If today’s Daily Mail is anything to go by, Lucinda Creighton, the former darling of Fine Gael, is someone who should be ignored and challenged. It’s quite possible that if Creighton hadn’t made her stand on abortion rights, she may have been sitting in Jan O’Sullivan’s place. Creighton gave the new government some key issues to tackle and here they are paraphrased:
1. Tackling School Patronage
While Lucinda Creighton doesn’t say that she thinks this is a bad idea, she has decided to link the right to a choice of patronage to increasing pupil-teacher ratio numbers in small schools. I cannot see the link whatsoever and this tenuous link is a potentially dangerous one. There is nothing stopping any school from transferring their patronage to another one and it does not affect the number of teachers that they will receive. There are other reasons why schools haven’t changed their patronage and very little of them have anything to do with government.
2. Teacher Quality
Lucinda Creighton believes the astonishingly rudimentary practice of paying teachers based on the results of the students in their class. This is common practice in some countries where the gap in education between rich and poor is ever increasing. It is widely accepted that children in more disadvantaged areas score lower in tests than those in advantaged areas. Therefore, “better” teachers will be headhunted to go to the “better” areas and so the story goes on. Another major problem is purely in the logic of trying to link the results of a class with the performance of a teacher. While it might work in certain jobs: for example, a radio DJ being rewarded for the number of listeners tuning in, it doesn’t work for, let’s say a train driver getting paid for the number of passengers he/she manages to get on his/her train. It’s not in his/her control how a person chooses to travel. In much the same way, teacher cannot control how pupils come to school and the level of ability they come to him/her. Even if this analogy isn’t great, all we know about this sort of arrangement is that it makes teachers worse at teaching 21st century skills. Studies show that all it does is make teachers teach to a test, which has very little pedagogical value. If I knew I would get paid more if my class scored higher in their test, I would be very tempted to help where I shouldn’t. I’d be doing no one any favours. Creighton really needs to thank her lucky stars that Irish teachers are generally trusted to do the best they can. Yes, there are some bad teachers out there but this in itself is a valuable lesson for children. Sometimes you get bad service and you need to work around it and trust the people in charge of these teachers through disciplinary methods. Higher standardised scores does not equal better teachers.

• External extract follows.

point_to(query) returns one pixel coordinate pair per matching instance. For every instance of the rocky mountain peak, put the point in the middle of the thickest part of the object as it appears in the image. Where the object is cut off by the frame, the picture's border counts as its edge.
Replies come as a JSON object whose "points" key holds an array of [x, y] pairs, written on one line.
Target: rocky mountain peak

Creighton then concentrates on 3rd level issues, which I’m not qualified to get into.
One thing that seems to be in the news about Jan O’Sullivan is her religion. She is the first Minister for Education from the Church of Ireland. I hope this doesn’t go against her if she tries to continue Ruairi Quinn’s reform of patronage. Sadly, I think this will be thrown in her face, in much the same way that Quinn’s atheism was, on several occasions.
I hope Jan O’Sullivan does a good job and continues all the good stuff Ruairi Quinn did while also fixing some of the bad things that he did, especially to Special Educational Needs. All this takes money and I hope with the apparent growth in the economy that some of this will be invested into education.